China continues militarization of artificial islands in South China Sea as world focuses on Russia

China Militarization
Image: AP Archive; ANC 24/7
  • U.S. Indo-Pacific commander Adm. John C. Aquilino has raised concerns about China’s aggressive military build-up in the disputed South China Sea following his team’s recent patrol in the region.
  • The Chinese government has reportedly armed at least three of several artificial islands it has built in the region with fighter jets and high-tech jamming devices, as well as anti-ship and anti-aircraft missile systems.
  • Concerns about China’s aggressive military actions towards its neighbors have escalated since Russia began its invasion of Ukraine on Feb. 24.
  • Earlier this month, Philippine officials protested the entry of a Chinese vessel within the Philippine archipelago’s undisputed territory under the U.N. Convention on the Law of the Sea (UNCLOS).
  • Beijing’s deployment of warplanes into Taiwan’s air defense zone has also stoked fears of an attempt at a military takeover in the nation.

As global attention is focused on Russia’s invasion of Ukraine, a top United States military official is raising the alarm over China’s aggressive military build-up in the disputed South China Sea.

On Sunday, U.S. Indo-Pacific commander Adm. John C. Aquilino said that the Chinese government has armed at least three of several artificial islands it has built in the region with fighter jets and high-tech jamming devices, as well as anti-ship and anti-aircraft missile systems. 

“I think over the past 20 years we’ve witnessed the largest military buildup since World War II by the PRC,” Aquilino told the Associated Press. “They have advanced all their capabilities and that buildup of weaponization is destabilizing to the region.”

According to Aquilino, the militarization of the islands in the highly contested waters contradicts previous assertions by Chinese President Xi Jinping that they will not be turned into military bases. The Philippines, Vietnam, Malaysia, Taiwan and Brunei have all made claims to various parts of the region.

China started building island bases on coral atolls covering expanded areas in the South China Sea about a decade ago. The U.S., which has no claims in the region, has been sending its warships to patrol the waters in what it has dubbed freedom of operation missions.

On March 20, Aquilino and his crew patrolled the Chinese-occupied outposts in the South China Sea’s Spratly archipelago via the U.S. Navy reconnaissance aircraft P-8A Poseidon.

Despite warnings from Chinese callers, the plane was able to fly as low as 15,000 feet near the artificial islands. The team found that military facilities were present on Mischief Reef, Subi Reef and Fiery Cross.

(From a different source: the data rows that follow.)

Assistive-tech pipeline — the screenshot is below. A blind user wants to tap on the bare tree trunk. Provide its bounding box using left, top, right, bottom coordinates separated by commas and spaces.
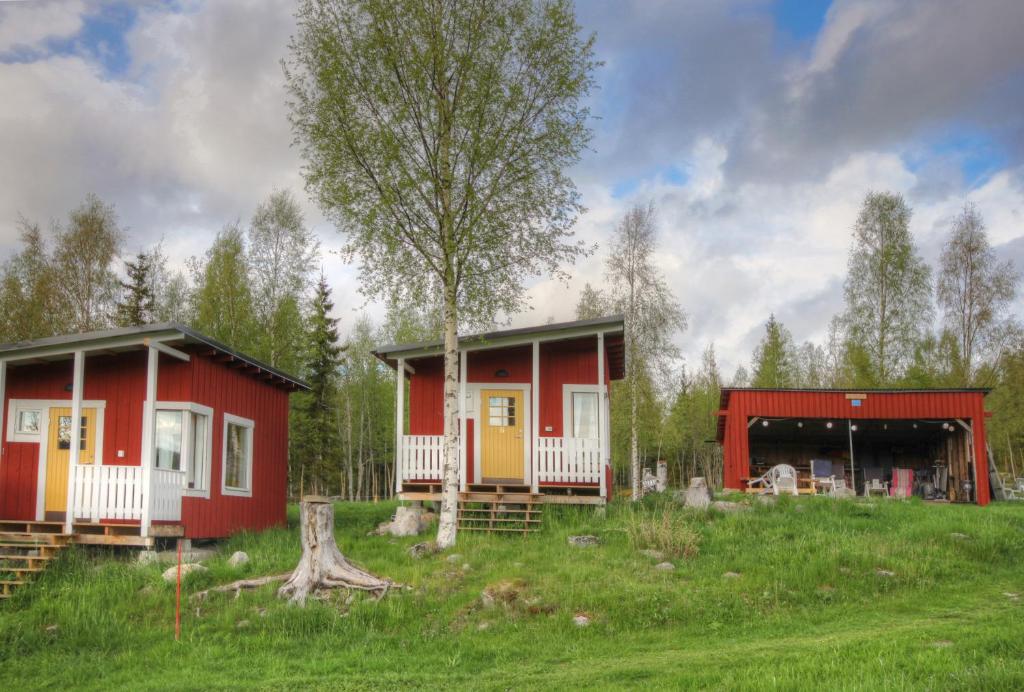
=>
437, 286, 459, 550
278, 496, 394, 605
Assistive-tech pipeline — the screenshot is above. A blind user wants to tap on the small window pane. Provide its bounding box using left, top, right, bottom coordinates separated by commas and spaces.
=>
156, 410, 182, 471
17, 410, 39, 435
224, 423, 251, 490
572, 392, 598, 439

“The function of those islands is to expand the offensive capability of the PRC beyond their continental shores,” he said. “They can fly fighters, bombers plus all those offensive capabilities of missile systems.”

Beijing has said that it is only maintaining a defensive stance in the region to protect areas it claims are its own. 

Earlier this month, diplomatic sources from the Philippines revealed that China has been ignoring protests of the Philippine government against constant intrusions, including the reported recent entries of Chinese vessels within the Philippines’ Exclusive Economic Zone (EEZ) in the South China Sea. 

The Philippines’ Department of Foreign Affairs (DFA) stated that a Chinese Navy ship lingered from Jan. 29 to Feb. 1 in the Sulu Sea, an area within the Philippine archipelago’s undisputed territory under the U.N. Convention on the Law of the Sea (UNCLOS). Despite demands from a Philippine vessel that they leave, the Chinese vessel proceeded, reaching the waters of Palawan’s Cuyo Group of Islands and Apo Island in Mindoro.

Foreign Affairs Undersecretary Ma. Theresa P. Lazaro issued a demand for Chinese Ambassador Huang Xilian to follow international law and stop Beijing’s vessels from entering Philippine waters uninvited. 

The Philippine agency maintained that the Chinese ship’s entry into the local waters “did not constitute innocent passage and violated Philippine sovereignty.” 

While the Chinese ships involved in such intrusions were often identified as fishing vessels, they reportedly did not conduct actual fishing activities. Last year, the Philippines also protested the accumulation of over 200 such vessels in the Philippine EEZ. 

Concerns about China’s aggressive military actions towards its neighbors have escalated since Russia began its invasion of Ukraine on Feb. 24. Beijing’s deployment of warplanes on Taiwan’s Air Defense Zone has stoked fears that the Russian ally could make a similar attempt at a military takeover.

Weeks ago, Taiwanese President Tsai Ing-wen called upon citizens to unite and ordered all government units to “strengthen the prevention of cognitive warfare” against “foreign forces intending to manipulate the situation in Ukraine and affect the morale of Taiwanese society.”